A new antenna testing method from researchers at the Physical Measurement Laboratory (PML) in Colorado could lead to greater accuracy in the characterization and calibration of antennas for use at 50 GHz to 500 GHz.
Currently, “there are no international reference standards for antennas at these frequencies,” team member David Novotny of the Radio-Frequency Fields Group in PML’s Electromagnetics Division said. “So there is no way to compare and validate measurements at different facilities. We hope to be able to measure probe antennas that are then used by others to characterize systems to a common baseline.”
The new system, which combines a precision three-meter industrial robot arm with a metrology-grade laser tracker and other apparatus, can measure a moving probe antenna’s position to within 50 micrometers. The research team believes the new system will enhance antenna measurement capabilities by allowing for greater freedom in antenna positioning during testing.

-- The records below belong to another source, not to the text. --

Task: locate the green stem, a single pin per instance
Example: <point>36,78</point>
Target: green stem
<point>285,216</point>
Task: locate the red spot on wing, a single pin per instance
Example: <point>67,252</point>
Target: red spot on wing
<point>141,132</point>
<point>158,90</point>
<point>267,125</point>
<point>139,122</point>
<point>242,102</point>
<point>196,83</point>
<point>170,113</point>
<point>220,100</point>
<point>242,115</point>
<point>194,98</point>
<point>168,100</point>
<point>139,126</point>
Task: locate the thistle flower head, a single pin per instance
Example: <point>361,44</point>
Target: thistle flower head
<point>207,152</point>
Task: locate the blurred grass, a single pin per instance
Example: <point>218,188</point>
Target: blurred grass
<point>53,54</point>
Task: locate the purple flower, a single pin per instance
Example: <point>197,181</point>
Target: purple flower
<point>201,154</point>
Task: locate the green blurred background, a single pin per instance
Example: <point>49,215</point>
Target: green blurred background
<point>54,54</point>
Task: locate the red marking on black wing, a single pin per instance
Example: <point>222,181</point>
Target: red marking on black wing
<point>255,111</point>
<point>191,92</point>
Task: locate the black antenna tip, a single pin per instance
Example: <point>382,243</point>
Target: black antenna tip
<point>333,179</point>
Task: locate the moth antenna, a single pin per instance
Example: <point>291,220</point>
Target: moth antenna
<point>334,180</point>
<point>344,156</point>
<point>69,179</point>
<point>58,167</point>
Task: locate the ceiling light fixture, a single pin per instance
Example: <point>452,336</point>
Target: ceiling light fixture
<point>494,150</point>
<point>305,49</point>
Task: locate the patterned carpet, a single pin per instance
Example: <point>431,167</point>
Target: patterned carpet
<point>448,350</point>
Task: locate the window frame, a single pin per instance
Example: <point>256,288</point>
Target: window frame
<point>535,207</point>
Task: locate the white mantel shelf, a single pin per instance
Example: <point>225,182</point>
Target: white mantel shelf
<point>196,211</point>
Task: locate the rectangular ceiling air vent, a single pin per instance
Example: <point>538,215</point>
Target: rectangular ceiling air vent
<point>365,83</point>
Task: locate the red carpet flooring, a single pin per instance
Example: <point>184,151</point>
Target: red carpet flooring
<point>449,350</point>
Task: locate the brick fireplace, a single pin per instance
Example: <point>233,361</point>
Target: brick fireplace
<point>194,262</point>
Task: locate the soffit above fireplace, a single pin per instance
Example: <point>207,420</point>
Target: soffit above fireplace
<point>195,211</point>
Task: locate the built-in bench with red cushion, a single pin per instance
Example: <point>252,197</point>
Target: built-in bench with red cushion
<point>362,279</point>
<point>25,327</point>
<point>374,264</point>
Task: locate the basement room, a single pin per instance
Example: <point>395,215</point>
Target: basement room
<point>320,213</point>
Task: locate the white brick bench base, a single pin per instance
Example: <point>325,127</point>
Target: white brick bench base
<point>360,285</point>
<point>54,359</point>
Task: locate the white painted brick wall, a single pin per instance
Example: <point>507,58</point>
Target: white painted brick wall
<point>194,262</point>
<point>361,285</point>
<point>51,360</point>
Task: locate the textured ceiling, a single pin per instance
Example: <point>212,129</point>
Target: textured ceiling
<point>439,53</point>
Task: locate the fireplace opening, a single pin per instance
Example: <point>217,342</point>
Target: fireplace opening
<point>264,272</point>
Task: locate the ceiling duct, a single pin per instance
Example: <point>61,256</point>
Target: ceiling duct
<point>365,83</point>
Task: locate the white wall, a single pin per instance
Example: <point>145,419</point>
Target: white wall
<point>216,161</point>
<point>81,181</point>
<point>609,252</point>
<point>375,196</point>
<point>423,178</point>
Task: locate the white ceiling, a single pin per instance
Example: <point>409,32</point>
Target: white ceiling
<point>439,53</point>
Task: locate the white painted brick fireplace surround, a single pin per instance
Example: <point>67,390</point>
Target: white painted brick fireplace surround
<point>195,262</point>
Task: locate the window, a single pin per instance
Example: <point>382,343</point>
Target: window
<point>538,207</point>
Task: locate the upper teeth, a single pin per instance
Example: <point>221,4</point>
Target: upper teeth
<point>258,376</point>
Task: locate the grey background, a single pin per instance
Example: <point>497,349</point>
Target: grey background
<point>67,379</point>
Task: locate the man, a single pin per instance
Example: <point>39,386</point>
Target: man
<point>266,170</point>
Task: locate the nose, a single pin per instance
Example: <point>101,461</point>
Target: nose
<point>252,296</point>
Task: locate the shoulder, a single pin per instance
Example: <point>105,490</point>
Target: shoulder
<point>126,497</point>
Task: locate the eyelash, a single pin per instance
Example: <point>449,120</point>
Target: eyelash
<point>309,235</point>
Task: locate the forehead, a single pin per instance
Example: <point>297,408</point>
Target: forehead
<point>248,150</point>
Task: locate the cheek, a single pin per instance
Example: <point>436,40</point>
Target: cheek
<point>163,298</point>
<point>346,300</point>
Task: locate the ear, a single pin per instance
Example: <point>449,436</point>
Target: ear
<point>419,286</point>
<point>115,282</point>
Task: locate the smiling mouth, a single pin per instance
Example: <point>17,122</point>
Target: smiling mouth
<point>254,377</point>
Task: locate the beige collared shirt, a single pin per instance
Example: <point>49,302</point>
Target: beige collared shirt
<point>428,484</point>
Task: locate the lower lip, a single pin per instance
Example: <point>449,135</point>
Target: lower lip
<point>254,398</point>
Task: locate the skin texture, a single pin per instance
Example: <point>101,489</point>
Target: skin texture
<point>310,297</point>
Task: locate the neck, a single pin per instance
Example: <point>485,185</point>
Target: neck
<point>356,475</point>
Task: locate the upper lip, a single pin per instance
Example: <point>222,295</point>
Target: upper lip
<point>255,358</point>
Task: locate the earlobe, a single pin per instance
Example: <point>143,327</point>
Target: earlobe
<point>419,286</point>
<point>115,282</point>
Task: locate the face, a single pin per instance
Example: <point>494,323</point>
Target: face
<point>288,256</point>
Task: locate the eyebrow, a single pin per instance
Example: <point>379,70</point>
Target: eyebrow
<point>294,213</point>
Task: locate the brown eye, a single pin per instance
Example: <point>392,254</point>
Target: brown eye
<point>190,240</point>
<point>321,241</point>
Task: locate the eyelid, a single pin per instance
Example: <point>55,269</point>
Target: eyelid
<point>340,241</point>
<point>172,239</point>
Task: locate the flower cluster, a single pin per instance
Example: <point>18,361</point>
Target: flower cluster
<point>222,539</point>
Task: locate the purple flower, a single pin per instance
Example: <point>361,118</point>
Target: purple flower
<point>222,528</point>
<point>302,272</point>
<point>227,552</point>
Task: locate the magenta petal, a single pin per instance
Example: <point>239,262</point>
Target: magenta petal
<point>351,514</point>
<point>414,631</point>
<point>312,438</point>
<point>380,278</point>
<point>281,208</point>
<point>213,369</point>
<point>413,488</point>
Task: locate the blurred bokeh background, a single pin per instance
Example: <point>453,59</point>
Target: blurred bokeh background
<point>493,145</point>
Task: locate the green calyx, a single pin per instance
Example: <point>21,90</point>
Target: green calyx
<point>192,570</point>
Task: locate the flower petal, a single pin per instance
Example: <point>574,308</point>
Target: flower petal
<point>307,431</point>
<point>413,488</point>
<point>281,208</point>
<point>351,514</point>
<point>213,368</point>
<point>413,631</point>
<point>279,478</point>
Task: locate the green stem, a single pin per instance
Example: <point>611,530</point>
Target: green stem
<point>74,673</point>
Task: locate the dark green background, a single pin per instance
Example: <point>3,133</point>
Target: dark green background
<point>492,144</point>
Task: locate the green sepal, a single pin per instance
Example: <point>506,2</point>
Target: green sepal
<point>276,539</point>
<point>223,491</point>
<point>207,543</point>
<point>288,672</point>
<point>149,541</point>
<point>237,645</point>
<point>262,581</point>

Most measurements are taken using a planar system, say the researchers, in which the scanning stages for the probe antenna that sends/receives the signal are mounted on granite slabs for stability and then scanned in front of the antenna under test (AUT). This system limits scan angles to 35 degrees and can hinder the collection of information regarding the AUT. Though more complete characterization can be achieved using a spherical scan that measures the AUT’s performance from many different angles, realigning the AUT and probe is expensive and time-consuming.
In contrast, the new system developed by scientists at PML’s Antenna Metrology Lab in Boulder, Colo. “offers 12 degrees of freedom in movement and alignment—six from the industrial robot arm for the probe antenna, and six for aligning the AUT to the robotic stages.” Laser beams reflecting off targets on the apparatus are used to track the probe’s position as it moves continuously in arc of up to 240 degrees around the AUT. The AUT is rotated slightly and the process is repeated until a spherical image is generated.
According to team member Joshua Gordon, a major advantage of the new system is its ability to measure while the probe antenna is in constant motion.
“It’s a dynamic measurement,” Gordon said. “If you were to start and stop the arm for each measurement, it would shake the structure and it would take a lot of time for that vibration to dissipate. We avoid that problem, and we’ve been able to get high repeatability and to position the probe to within 50 micrometers, and track the probe within 25 micrometers.”
The system is still being fine-tuned, says team member Jason Coder, adding that at 500 GHz, it will be necessary “to know the probe position to within 15 to 20 micrometers and to ensure that the probe is normal to the scan surface within 0.05 degrees.” In addition, a complete characterization “will require knowledge of the exact relative distance between the antennas as well as the relative alignment of their apertures.” Ultimately, the team hopes to use the new system to calibrate antennas used in satellite Earth-observation measurements and test telecommunications equipment at higher frequencies.